There was a knock on the dressing room door. Was Dolly
still
up? Did that girl take no time for herself?

“Come in,” Lily called.

But it was not Dolly. It was Neville, looking very handsome in a long brocaded blue dressing gown. Lily remembered him saying that he had looked in on her earlier in the day while she was sleeping. She caught her lower lip between her teeth, remembering her wedding night. But almost simultaneously she recalled with a stabbing of pain that this was to have been his wedding night with someone else.

“Lily,” he asked her, “do you have everything you need?”

She nodded.

“Are you … all right?” He looked searchingly at her.

She nodded again.

“It has been a difficult day for you,” he said. “Perhaps tomorrow will be easier.”
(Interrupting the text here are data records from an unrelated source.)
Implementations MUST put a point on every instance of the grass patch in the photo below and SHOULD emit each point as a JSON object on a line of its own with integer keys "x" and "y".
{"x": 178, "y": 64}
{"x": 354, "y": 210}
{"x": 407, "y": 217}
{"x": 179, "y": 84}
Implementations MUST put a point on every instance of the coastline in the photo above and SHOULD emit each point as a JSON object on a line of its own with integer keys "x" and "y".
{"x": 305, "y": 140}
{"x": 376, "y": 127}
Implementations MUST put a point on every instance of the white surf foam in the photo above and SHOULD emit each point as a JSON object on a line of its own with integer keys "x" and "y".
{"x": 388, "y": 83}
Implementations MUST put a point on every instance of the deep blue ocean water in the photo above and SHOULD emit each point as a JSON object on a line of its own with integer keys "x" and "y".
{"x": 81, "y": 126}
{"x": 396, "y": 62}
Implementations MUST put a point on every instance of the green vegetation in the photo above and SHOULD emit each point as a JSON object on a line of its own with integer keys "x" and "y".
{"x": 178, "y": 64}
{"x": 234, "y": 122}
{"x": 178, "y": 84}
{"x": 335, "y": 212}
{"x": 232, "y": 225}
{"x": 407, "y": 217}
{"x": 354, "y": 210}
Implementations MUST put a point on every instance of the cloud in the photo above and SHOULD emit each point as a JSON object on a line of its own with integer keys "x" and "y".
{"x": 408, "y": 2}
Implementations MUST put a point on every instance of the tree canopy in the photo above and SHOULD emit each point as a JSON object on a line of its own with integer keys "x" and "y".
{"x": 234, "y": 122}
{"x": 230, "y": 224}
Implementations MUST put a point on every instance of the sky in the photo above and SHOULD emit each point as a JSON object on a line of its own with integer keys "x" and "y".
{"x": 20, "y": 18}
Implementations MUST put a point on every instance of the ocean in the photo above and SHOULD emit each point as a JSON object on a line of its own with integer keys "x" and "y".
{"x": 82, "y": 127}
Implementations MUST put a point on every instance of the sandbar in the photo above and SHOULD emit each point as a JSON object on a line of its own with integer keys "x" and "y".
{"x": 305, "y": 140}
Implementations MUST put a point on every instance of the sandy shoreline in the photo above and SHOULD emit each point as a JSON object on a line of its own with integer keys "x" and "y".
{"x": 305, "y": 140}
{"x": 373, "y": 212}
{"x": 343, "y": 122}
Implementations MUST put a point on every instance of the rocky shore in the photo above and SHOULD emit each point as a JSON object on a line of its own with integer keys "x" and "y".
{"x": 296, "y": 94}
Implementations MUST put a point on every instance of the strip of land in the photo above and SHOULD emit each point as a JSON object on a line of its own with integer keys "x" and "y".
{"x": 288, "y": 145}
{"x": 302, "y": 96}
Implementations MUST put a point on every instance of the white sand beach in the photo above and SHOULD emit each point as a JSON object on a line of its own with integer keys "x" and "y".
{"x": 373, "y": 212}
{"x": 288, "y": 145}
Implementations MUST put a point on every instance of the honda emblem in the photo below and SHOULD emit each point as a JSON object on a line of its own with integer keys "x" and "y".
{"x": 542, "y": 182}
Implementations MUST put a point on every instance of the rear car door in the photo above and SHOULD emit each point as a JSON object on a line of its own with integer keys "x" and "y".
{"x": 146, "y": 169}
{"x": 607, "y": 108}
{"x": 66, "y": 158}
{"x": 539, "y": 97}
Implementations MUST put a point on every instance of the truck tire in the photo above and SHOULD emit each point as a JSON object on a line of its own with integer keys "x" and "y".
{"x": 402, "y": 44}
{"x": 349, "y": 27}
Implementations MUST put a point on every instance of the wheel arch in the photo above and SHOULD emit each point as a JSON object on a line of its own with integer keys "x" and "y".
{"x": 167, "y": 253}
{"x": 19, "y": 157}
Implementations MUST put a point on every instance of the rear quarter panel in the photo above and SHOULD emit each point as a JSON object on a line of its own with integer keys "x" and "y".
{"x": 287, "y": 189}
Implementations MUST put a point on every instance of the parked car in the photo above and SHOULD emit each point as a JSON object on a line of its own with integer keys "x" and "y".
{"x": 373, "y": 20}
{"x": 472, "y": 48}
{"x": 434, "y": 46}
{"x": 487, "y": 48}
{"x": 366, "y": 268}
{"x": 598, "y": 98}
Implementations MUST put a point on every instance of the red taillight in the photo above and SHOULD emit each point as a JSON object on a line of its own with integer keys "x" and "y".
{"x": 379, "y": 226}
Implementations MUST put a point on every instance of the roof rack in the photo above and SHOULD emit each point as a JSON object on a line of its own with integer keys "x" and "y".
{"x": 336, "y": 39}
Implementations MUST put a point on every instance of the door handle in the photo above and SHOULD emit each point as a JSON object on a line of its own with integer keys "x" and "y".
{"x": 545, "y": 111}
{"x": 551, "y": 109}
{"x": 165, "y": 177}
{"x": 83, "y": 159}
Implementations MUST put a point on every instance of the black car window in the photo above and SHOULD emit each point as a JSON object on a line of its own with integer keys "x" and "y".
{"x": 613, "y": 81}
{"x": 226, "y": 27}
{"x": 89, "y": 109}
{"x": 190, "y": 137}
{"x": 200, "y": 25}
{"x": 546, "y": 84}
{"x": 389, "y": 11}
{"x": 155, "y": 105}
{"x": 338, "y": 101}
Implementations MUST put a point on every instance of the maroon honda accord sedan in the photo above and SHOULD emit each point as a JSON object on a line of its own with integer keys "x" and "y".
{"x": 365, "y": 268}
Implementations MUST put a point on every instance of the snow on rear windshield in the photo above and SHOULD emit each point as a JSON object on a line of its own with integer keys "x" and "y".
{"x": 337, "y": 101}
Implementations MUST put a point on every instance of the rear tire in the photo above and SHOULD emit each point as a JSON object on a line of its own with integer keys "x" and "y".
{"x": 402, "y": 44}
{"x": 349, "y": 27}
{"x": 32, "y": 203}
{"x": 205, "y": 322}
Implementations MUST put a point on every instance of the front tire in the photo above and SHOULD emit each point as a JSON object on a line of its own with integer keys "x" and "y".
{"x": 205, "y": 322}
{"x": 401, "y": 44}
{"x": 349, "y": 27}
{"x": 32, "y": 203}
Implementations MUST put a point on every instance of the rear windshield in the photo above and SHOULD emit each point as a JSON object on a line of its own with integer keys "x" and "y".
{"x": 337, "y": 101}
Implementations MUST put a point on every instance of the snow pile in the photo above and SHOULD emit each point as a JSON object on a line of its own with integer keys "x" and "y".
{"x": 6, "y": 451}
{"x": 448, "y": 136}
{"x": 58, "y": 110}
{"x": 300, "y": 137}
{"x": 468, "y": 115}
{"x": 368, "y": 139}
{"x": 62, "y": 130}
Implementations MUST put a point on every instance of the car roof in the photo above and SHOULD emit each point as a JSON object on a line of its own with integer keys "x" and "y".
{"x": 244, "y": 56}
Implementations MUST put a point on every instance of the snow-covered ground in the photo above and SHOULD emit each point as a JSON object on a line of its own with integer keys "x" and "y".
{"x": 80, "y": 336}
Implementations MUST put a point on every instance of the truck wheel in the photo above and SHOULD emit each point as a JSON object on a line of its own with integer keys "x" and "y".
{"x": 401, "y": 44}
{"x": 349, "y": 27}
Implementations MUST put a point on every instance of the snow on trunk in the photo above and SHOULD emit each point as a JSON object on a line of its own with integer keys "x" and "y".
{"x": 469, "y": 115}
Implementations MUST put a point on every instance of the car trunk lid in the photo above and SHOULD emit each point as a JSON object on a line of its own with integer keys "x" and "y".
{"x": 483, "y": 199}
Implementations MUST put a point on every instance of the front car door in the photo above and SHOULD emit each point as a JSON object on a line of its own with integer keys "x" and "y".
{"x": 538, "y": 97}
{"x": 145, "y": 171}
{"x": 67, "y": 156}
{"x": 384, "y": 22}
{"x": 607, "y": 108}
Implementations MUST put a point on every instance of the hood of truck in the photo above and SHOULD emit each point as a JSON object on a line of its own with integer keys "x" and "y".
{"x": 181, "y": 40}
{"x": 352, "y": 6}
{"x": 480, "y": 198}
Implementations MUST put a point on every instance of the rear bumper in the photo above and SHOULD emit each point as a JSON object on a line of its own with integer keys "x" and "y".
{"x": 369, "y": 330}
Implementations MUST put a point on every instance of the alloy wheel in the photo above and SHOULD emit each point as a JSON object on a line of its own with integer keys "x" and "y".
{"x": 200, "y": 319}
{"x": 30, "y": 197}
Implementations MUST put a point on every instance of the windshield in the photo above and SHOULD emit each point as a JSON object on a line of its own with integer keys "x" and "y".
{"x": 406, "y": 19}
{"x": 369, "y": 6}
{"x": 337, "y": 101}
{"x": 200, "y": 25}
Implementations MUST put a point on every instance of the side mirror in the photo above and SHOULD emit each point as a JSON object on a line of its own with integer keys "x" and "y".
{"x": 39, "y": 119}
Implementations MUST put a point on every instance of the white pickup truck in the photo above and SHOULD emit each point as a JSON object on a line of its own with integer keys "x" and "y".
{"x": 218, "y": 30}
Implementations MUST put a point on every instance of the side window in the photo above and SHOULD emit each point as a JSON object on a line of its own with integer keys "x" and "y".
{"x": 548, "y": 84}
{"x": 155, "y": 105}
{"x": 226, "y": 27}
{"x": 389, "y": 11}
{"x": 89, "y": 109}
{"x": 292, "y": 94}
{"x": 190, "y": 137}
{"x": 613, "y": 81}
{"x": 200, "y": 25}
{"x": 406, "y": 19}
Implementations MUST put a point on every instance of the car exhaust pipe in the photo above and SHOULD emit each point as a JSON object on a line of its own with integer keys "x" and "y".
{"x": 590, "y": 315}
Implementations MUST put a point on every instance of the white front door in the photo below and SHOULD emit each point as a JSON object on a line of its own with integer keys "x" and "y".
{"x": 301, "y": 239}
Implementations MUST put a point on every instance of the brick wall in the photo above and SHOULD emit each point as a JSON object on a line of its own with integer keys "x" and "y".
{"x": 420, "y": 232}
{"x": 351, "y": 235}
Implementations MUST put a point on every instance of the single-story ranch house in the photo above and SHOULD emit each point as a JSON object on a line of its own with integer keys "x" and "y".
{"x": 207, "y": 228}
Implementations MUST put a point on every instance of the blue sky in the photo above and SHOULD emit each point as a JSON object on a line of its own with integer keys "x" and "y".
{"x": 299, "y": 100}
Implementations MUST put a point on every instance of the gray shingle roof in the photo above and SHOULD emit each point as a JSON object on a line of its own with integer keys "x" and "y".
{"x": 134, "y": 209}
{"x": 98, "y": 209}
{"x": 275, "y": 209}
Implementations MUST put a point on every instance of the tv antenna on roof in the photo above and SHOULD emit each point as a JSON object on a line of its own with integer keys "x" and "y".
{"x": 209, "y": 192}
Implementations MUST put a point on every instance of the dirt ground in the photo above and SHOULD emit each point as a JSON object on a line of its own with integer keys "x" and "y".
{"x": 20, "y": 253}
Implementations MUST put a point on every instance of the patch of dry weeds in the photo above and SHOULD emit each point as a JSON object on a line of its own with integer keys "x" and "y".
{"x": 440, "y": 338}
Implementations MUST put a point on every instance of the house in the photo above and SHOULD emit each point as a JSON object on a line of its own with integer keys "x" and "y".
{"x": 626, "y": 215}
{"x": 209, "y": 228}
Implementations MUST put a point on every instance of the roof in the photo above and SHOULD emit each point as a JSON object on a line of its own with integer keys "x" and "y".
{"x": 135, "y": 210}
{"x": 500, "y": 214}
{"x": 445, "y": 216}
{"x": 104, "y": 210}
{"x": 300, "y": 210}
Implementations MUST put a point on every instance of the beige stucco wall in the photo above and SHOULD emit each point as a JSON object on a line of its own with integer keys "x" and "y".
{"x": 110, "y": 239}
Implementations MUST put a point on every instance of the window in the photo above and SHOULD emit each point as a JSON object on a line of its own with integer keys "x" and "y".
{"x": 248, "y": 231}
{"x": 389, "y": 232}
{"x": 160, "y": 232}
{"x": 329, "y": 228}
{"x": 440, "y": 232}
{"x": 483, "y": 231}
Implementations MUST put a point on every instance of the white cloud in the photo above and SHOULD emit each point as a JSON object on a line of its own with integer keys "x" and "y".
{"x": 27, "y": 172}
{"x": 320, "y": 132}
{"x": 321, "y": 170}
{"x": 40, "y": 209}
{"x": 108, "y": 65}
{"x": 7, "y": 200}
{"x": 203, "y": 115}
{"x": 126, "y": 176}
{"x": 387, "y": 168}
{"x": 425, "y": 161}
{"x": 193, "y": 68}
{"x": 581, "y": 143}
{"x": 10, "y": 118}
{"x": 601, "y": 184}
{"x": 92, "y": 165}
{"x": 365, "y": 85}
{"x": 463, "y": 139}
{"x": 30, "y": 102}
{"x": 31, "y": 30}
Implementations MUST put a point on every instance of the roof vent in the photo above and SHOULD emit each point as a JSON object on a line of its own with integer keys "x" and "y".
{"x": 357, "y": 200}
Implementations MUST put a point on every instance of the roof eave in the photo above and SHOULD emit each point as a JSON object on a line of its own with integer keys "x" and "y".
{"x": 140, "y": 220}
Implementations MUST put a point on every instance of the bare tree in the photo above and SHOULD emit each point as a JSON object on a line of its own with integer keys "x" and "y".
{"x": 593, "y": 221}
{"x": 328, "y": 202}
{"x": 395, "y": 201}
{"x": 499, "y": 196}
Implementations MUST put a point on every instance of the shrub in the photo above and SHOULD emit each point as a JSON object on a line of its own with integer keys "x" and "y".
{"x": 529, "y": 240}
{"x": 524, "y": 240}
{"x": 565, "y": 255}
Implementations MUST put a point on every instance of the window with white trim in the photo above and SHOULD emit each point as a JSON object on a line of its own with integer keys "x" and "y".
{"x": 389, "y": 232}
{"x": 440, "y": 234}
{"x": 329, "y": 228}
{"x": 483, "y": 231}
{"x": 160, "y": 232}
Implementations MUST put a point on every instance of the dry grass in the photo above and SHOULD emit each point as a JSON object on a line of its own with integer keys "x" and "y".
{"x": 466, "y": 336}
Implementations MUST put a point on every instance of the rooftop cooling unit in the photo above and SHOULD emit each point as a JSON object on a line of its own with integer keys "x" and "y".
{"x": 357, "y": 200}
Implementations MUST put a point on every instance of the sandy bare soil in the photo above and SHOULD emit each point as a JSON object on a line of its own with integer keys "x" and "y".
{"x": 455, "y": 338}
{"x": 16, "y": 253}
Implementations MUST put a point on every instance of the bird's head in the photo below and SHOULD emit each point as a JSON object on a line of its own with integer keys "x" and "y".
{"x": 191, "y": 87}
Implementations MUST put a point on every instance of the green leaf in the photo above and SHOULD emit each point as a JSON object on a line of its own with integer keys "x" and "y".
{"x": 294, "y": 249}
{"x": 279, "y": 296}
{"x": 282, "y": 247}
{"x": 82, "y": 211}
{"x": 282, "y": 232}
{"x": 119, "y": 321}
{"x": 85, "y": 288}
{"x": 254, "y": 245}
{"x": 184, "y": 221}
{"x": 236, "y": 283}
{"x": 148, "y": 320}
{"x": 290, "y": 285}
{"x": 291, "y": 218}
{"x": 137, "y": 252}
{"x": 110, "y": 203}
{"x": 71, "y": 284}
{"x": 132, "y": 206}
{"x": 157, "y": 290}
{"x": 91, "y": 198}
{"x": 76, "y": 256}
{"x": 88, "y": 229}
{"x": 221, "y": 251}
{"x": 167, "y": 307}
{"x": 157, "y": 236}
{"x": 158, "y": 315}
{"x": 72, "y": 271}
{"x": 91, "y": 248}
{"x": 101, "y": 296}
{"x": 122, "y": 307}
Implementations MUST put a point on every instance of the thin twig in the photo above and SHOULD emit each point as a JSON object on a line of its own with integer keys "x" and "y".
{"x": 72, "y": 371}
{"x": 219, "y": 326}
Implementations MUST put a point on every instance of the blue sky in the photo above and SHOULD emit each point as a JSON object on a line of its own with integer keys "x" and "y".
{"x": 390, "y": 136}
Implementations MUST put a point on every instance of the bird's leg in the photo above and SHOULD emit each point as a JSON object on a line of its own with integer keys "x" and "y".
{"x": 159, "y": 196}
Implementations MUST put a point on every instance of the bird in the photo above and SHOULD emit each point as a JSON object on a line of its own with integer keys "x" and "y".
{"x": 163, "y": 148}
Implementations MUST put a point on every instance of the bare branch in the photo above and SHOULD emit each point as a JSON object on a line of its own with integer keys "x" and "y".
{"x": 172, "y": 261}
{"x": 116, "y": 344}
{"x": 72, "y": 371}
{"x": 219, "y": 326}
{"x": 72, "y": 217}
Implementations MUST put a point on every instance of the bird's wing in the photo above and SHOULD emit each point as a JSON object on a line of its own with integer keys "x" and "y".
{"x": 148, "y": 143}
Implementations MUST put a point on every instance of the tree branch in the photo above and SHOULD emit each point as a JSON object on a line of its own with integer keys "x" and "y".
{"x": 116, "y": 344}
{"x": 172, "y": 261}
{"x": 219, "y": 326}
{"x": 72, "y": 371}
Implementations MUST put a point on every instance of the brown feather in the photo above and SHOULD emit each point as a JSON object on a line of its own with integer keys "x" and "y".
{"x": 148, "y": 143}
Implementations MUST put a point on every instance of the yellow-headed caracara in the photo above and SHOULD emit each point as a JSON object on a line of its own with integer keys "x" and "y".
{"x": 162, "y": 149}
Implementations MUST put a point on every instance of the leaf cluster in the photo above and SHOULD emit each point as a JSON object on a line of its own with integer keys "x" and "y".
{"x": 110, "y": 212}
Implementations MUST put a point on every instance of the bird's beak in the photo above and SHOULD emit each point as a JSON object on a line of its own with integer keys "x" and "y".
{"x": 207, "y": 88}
“Do you love her?” she couldn’t help but blurt out. She stared at him, wishing she could recall the words, wishing she could stop herself from feeling hurt that the answer might be yes. All the time she had been with Manuel and the partisans, clinging to the hope of one day returning to
the man who had married her, he had been courting another woman, perhaps falling in love with her. All the time she had been making her difficult journey, with only the thought of reaching him sustaining her, he had been planning a marriage with someone else.

He clasped his hands at his back and regarded her gravely. “We grew up together,” he said. “She lived here at the abbey with us. Her mother is married to my uncle, my father’s brother, but Lauren was the child of a previous marriage. We were intended for each other from infancy. I have always been very fond of her. After my return from the Peninsula a marriage between us seemed the logical step to take.”

“You were promised to someone else when you married me?” she asked him.

“No,” he said. “Not really. I was rebelling against my lot in life. Even we privileged aristocrats do that, Lily. I had advised her not to wait for me.”

“Was I part of your rebellion, then?” she asked him, realizing that there could surely not be a more magnificent snub to his former life, to his parents, than marrying a sergeant’s daughter.

“No, Lily.” He was frowning at her. “No, you were not. I married you because there was a need to do so, because I had made a promise to your father. And because I wanted to.”

Yes. It was true. She must not start to believe that there had been any cynicism in his choice of her. He had married her because he was a kind and honorable man. And because he had wanted to. What did that mean?

“But all the time you remained fond of her,” she said.

“Yes, Lily.”

It had not escaped her notice that he had not really answered her original question. Did he
love
the woman
called Lauren’? Did he realize now what a dreadful mistake he had made in marrying
her
even though he had wanted to in a moment of impulse?

“And today you would have married her,” she said.

“Yes.” He had not looked away from her. “I have known her all my life, Lily. She waited for me. My father died and I returned to my responsibilities here. One of my duties was to marry so that the abbey would have a countess. And to beget children, in particular an heir. My life of rebellion was over. And you were dead.”